1. 「形を変える」でなく「機能を内包する」断面設計
アルミ押出型材の魅力は、自由度の高い断面形状にあります。しかし、単なる見た目の変化ではなく、内部に機能を持たせる設計が増えています。
たとえば、空気の流れを制御するためのチャンバー構造、電気配線を内蔵できる空洞、雨水を誘導するドレンチャンネルなど、内部構造に意味を持たせた設計が進化しています。これにより、別途金物を追加する必要がなくなり、施工性・コスト・仕上がりの美しさにも貢献します。
2. 強度と軽量化のバランス設計
アルミは軽量で加工性に優れていますが、その一方で十分な強度を確保するための設計が不可欠です。
近年では、断面形状を工夫してリブ(補強肋)を設けたり、応力集中を避ける曲線部を採用したりするなど、構造解析に基づいた設計が一般化しています。構造部材としての機能を持たせながらも、極力無駄な肉厚を省き、材料コストと重量の最適化を図る工夫が随所に見られます。
3. 表面処理が左右する「耐久性と印象」
アルミ型材の耐候性や美観は、表面処理に大きく依存します。代表的な処理方法には、アルマイト処理(陽極酸化)やフッ素焼付塗装などがあります。

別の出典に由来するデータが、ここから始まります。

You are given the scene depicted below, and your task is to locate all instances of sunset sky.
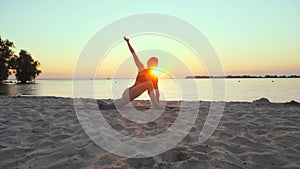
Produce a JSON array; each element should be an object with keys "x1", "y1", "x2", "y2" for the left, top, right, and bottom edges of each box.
[{"x1": 0, "y1": 0, "x2": 300, "y2": 78}]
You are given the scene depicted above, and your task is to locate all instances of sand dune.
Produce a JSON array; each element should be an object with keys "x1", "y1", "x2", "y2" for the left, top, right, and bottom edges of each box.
[{"x1": 0, "y1": 96, "x2": 300, "y2": 169}]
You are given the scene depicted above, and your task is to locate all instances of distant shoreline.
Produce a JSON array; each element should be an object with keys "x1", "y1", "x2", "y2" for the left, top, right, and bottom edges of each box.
[{"x1": 185, "y1": 75, "x2": 300, "y2": 79}]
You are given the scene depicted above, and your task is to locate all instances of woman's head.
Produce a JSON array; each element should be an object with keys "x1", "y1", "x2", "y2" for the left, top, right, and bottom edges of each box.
[{"x1": 147, "y1": 57, "x2": 158, "y2": 68}]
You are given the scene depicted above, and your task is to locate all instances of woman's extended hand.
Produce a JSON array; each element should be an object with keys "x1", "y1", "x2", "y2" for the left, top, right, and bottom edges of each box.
[{"x1": 124, "y1": 36, "x2": 129, "y2": 42}]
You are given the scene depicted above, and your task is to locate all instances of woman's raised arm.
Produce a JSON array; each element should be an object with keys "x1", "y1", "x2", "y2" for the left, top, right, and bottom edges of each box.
[{"x1": 124, "y1": 37, "x2": 145, "y2": 71}]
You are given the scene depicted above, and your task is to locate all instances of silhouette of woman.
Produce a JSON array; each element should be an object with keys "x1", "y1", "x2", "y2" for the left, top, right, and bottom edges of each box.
[{"x1": 97, "y1": 37, "x2": 161, "y2": 108}]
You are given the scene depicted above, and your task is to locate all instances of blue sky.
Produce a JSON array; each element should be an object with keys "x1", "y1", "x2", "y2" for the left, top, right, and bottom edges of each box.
[{"x1": 0, "y1": 0, "x2": 300, "y2": 78}]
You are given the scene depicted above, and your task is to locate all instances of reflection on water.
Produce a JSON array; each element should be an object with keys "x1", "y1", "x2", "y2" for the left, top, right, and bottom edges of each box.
[{"x1": 0, "y1": 83, "x2": 39, "y2": 96}]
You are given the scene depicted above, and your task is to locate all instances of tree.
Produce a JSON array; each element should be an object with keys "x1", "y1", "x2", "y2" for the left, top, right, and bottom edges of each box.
[
  {"x1": 9, "y1": 50, "x2": 42, "y2": 83},
  {"x1": 0, "y1": 36, "x2": 15, "y2": 82}
]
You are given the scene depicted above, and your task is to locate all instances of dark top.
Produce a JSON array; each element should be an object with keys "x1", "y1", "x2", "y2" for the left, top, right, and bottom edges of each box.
[{"x1": 133, "y1": 69, "x2": 158, "y2": 89}]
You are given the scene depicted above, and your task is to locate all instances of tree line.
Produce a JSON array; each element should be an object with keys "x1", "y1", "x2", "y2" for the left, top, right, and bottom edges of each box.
[{"x1": 0, "y1": 36, "x2": 42, "y2": 83}]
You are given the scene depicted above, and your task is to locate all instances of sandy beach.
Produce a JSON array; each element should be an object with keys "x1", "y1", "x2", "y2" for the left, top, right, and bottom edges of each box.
[{"x1": 0, "y1": 96, "x2": 300, "y2": 169}]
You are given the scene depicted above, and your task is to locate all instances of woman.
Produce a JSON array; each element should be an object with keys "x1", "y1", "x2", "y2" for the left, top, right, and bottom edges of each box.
[{"x1": 97, "y1": 37, "x2": 161, "y2": 108}]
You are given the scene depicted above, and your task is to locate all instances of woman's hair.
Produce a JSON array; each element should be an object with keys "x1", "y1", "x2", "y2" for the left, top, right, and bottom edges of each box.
[{"x1": 147, "y1": 57, "x2": 158, "y2": 66}]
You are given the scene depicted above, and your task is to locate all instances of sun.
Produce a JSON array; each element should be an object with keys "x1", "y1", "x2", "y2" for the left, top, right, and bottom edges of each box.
[{"x1": 151, "y1": 68, "x2": 161, "y2": 76}]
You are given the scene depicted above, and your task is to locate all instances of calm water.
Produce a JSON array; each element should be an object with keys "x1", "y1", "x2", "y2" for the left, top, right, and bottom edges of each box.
[{"x1": 0, "y1": 78, "x2": 300, "y2": 102}]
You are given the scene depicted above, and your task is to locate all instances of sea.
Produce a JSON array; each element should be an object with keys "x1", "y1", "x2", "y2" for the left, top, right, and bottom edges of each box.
[{"x1": 0, "y1": 78, "x2": 300, "y2": 102}]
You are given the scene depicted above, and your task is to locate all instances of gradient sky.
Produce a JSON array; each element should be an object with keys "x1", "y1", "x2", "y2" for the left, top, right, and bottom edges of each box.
[{"x1": 0, "y1": 0, "x2": 300, "y2": 78}]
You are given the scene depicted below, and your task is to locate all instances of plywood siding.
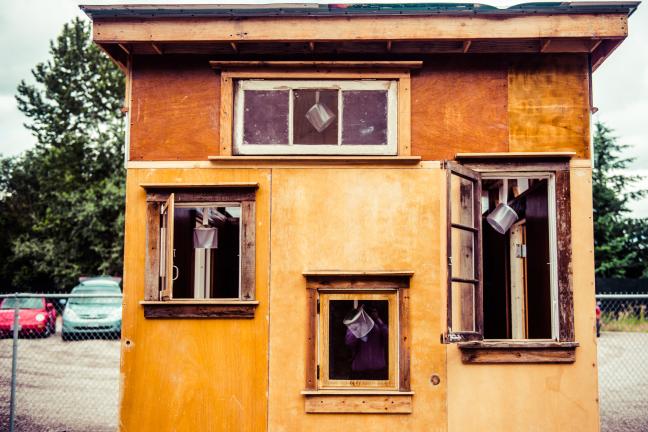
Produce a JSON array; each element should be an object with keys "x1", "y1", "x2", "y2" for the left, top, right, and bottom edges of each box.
[
  {"x1": 268, "y1": 168, "x2": 447, "y2": 432},
  {"x1": 411, "y1": 56, "x2": 508, "y2": 160},
  {"x1": 130, "y1": 56, "x2": 220, "y2": 160},
  {"x1": 120, "y1": 169, "x2": 270, "y2": 432},
  {"x1": 508, "y1": 54, "x2": 590, "y2": 158},
  {"x1": 447, "y1": 163, "x2": 599, "y2": 432}
]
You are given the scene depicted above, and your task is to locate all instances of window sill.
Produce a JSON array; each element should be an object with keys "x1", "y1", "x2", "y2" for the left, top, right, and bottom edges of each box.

屋外用途では耐紫外線性や腐食耐性、屋内では手触りや色調の高級感が求められます。設計段階で仕上げ処理の種類を選定することにより、メンテナンス周期や長期コストにも差が出てきます。
4. メーカー任せにしない「設計者との協働」が鍵
意外と見落とされがちなのが、設計者と押出メーカーの早期連携です。特に新規プロファイルを設計する場合、型代、押出方向、抜き勾配、切削後の公差など、メーカーの技術的な制約や知見を設計段階から取り込むことで、後戻りのないスムーズな立ち上げが可能になります。
最近では、BIMやCADデータを共有しながら協働設計を進める事例も増えており、「見えない部分の擦り合わせ」が製品の完成度を高める重要な要素となっています。